# Any New EF-M Lenses on the Horizon?



## Ed V (Dec 23, 2016)

Considering the M5 but also looking at the Fuji X-T2. To me the biggest difference is the availability of lenses. Fuji has a big advantage. Of course it's all they do. Any rumors re: new EF-M lenses? Love to see a 35mm (~50mm equivalent) prime for starters.

While I have an arsenal of EF lenses (L and non-L) I want something lightweight a small mirrorless camera like the M5.

Ed


----------



## Mt Spokane Photography (Dec 23, 2016)

Consider searching the CR pages. Once you have read them, then you will know what we know.

Its only been 4 days since the latest rumor was posted, so its not that difficult to find.

http://www.canonrumors.com/some-eos-m-system-information-cr2/


----------



## Ed V (Dec 23, 2016)

Sorry about that. I perused the forums (this one and the m forum) but neglected to check the original CR POSTS.

Ed


----------



## Mt Spokane Photography (Dec 23, 2016)

I did not intend to be so harsh, there are many who ask this type of question and I wanted them to know where to look for a answer first.

The Forums are hard to search, The results wanted seem hard to find. You cannot search for EOS M, since each word is restricted to a minimum of two characters, and a search of E)S-M does not ignore the dash, so it brings up different results. I expect that there are ways to force a search of EOS M, but as a infrequent searcher, I would never remember how.


----------



## AlanF (Dec 23, 2016)

Mt Spokane Photography said:


> I did not intend to be so harsh, there are many who ask this type of question and I wanted them to know where to look for a answer first.
> 
> The Forums are hard to search, The results wanted seem hard to find. You cannot search for EOS M, since each word is restricted to a minimum of two characters, and a search of E)S-M does not ignore the dash, so it brings up different results. I expect that there are ways to force a search of EOS M, but as a infrequent searcher, I would never remember how.

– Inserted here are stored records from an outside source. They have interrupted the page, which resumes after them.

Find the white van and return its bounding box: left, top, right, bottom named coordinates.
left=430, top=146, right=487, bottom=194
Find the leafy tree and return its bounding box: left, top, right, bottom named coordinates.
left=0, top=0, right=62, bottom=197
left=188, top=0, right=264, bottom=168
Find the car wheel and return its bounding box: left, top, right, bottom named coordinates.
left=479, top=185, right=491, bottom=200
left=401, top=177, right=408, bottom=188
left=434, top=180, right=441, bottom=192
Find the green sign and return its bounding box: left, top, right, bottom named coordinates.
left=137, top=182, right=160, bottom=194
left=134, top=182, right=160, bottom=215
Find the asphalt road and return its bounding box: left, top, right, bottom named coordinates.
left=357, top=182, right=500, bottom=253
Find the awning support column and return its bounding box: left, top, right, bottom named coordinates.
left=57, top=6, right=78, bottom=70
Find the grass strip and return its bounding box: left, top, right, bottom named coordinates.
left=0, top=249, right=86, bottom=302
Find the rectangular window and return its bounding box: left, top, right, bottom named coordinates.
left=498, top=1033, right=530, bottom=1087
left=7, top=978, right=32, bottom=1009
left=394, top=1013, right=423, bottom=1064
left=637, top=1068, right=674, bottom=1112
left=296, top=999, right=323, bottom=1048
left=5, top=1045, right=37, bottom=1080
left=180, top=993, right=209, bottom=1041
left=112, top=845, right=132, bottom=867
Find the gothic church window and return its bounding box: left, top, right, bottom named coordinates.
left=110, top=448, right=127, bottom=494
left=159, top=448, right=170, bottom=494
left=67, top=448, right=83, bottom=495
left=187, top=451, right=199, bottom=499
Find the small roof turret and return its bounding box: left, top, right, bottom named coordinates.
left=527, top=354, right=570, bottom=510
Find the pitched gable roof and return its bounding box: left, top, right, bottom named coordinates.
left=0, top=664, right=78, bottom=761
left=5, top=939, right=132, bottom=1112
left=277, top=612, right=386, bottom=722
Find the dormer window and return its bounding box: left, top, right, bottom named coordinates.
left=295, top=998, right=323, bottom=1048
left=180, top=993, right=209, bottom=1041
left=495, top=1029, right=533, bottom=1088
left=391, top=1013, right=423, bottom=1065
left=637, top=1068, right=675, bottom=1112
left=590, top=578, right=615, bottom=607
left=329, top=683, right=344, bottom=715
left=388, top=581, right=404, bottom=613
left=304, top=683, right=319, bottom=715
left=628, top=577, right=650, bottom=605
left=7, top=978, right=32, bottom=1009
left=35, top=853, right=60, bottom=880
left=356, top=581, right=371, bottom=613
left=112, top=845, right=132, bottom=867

The trick is to put the search terms in parentheses: e.g. "EOS M5" or "EOS M". Then the search engine will look for EOS M5 or EOS M as 6 and 5 consecutive characters, respectively.


----------



## Mt Spokane Photography (Dec 23, 2016)

AlanF said:


> Mt Spokane Photography said:
> 
> 
> > I did not intend to be so harsh, there are many who ask this type of question and I wanted them to know where to look for a answer first.
> ...



I tried that, it finds every post with the term EOS and M in it, nothing to do with EOS M unfortunately. There are huge numbers of posts with EOS and the letter M as in Mark or MK somewhere in it. Searching just titles helps, but also misses a large percentage.


----------



## pokerz (Dec 26, 2016)

eos m = f/3.5-6.3 
Crippled Eosm to protect its DSLR line, Canon is SMART


----------